VM Component Protection (VMCP) is in my opinion THE big thing that got added to vSphere HA. What this feature basically allows you to do is protect yourself against storage failures. There are two types of failures VMCP will respond to and those are PDL and APD. Before we look at some of the details, I want to point out that configuring is extremely simple… Just one tickbox to enable it.
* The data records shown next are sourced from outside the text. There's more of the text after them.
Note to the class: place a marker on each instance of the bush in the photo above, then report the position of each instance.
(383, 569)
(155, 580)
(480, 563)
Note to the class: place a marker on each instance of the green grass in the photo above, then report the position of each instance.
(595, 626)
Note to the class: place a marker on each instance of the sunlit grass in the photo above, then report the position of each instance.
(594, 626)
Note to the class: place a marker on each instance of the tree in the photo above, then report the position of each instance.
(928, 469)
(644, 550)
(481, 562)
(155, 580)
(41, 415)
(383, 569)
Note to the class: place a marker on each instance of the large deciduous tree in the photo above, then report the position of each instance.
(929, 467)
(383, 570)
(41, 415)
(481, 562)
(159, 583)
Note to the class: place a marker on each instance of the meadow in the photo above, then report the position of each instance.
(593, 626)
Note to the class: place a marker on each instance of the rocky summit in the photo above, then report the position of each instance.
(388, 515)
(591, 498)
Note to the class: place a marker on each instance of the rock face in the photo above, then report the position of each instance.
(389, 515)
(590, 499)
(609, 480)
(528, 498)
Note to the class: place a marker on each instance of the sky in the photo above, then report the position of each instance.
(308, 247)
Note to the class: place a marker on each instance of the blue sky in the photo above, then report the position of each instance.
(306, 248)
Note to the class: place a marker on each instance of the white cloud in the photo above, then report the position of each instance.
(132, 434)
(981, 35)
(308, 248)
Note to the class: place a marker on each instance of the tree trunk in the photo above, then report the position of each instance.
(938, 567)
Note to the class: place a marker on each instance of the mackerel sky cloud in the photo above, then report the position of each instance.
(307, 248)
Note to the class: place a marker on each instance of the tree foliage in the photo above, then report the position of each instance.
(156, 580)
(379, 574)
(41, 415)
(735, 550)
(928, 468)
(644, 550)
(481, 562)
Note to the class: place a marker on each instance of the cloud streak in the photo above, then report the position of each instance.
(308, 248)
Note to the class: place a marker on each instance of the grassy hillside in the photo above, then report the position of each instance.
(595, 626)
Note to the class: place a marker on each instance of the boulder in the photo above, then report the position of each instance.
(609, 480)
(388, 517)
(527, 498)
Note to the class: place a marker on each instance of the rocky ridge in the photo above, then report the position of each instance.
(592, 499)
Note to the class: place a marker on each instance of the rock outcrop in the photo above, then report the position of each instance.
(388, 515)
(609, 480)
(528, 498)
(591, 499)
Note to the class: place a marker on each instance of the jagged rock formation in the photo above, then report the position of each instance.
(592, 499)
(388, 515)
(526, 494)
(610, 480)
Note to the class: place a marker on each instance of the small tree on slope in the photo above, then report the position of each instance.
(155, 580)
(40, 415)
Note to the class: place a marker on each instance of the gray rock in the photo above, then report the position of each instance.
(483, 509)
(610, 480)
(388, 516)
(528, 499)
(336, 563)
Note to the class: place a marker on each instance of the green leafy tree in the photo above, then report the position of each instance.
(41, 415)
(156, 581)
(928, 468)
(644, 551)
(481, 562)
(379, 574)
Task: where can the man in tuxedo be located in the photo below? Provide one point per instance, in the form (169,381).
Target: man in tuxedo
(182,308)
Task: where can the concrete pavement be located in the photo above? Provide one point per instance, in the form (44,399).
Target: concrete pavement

In the case of a PDL (permanent device loss), this is something HA already was capable of doing when configured through the command line, a VM will be restarted instantly when a PDL signal is issued by the storage system. For an APD (all paths down) this is a bit different. A PDL more or less indicates that the storage device does not expect the device to return any time soon. An APD is more of an unknown situation, it may return… it may not… and no clue how long it takes. With vSphere 5.1 some changes were introduced to the way APD is handled by the hypervisor in this mechanism is leveraged by HA to allow for a response. (Cormac wrote an excellent post about this APD handling here.) When an APD occurs a timer starts. After 140 seconds the APD is declared and the device is marked as APD time out. When the 140 seconds has passed HA will start counting. The HA time out is 3 minutes. When the 3 minutes has passed HA can restart the virtual machine, but you can configure VMCP to respond differently if you want it to. You could for instance specify that events are issued that a PDL or APD has occurred. You can also specify how aggressively HA needs to try to restart VMs that are impacted by an APD. Note that aggressive / conservative refers to the likelihood of HA being able to restart VMs. When set to “conservative” HA will only restart the VM that is impacted by the APD if it knows another host can restart it. In the case of “aggressive” HA will try to restart the VM even if it doesn’t know the state of the other hosts, which could lead to a situation where your VM is not restarted as there is no host that has access to the datastore the VM is located on. It is also good to know that if the APD is lifted and access to the storage is restored during the total of roughly 5 minutes and 20 seconds it would take to reboot the VM, that HA will not do anything unless you explicitly configure it do so. This is where the “Response for APD recovery after APD timeout” comes in to play.

Increased scale is pretty straight forward, from 32 to 64 hosts and a total of 8000 VMs per cluster. I don’t know too many customers hitting this boundaries but I do come across a request like this occasionally. So if you want to grow your cluster, you can now do so. Do note that you may hit other limits like the LUN limit or the VM limit or…

Registration of HA Disabled VMs after a failure is a feature I have requested a long time ago. I am glad to see this made it in to the release. Basically when you have HA disabled on a specific VM this feature will make sure that the VM gets registered on another host after a failure. This will allow you to easily power-on that VM when needed without needed to manually re-register it yourself. Note, HA will not do a power-on of the VM but it will just register it for you.

That was it for now…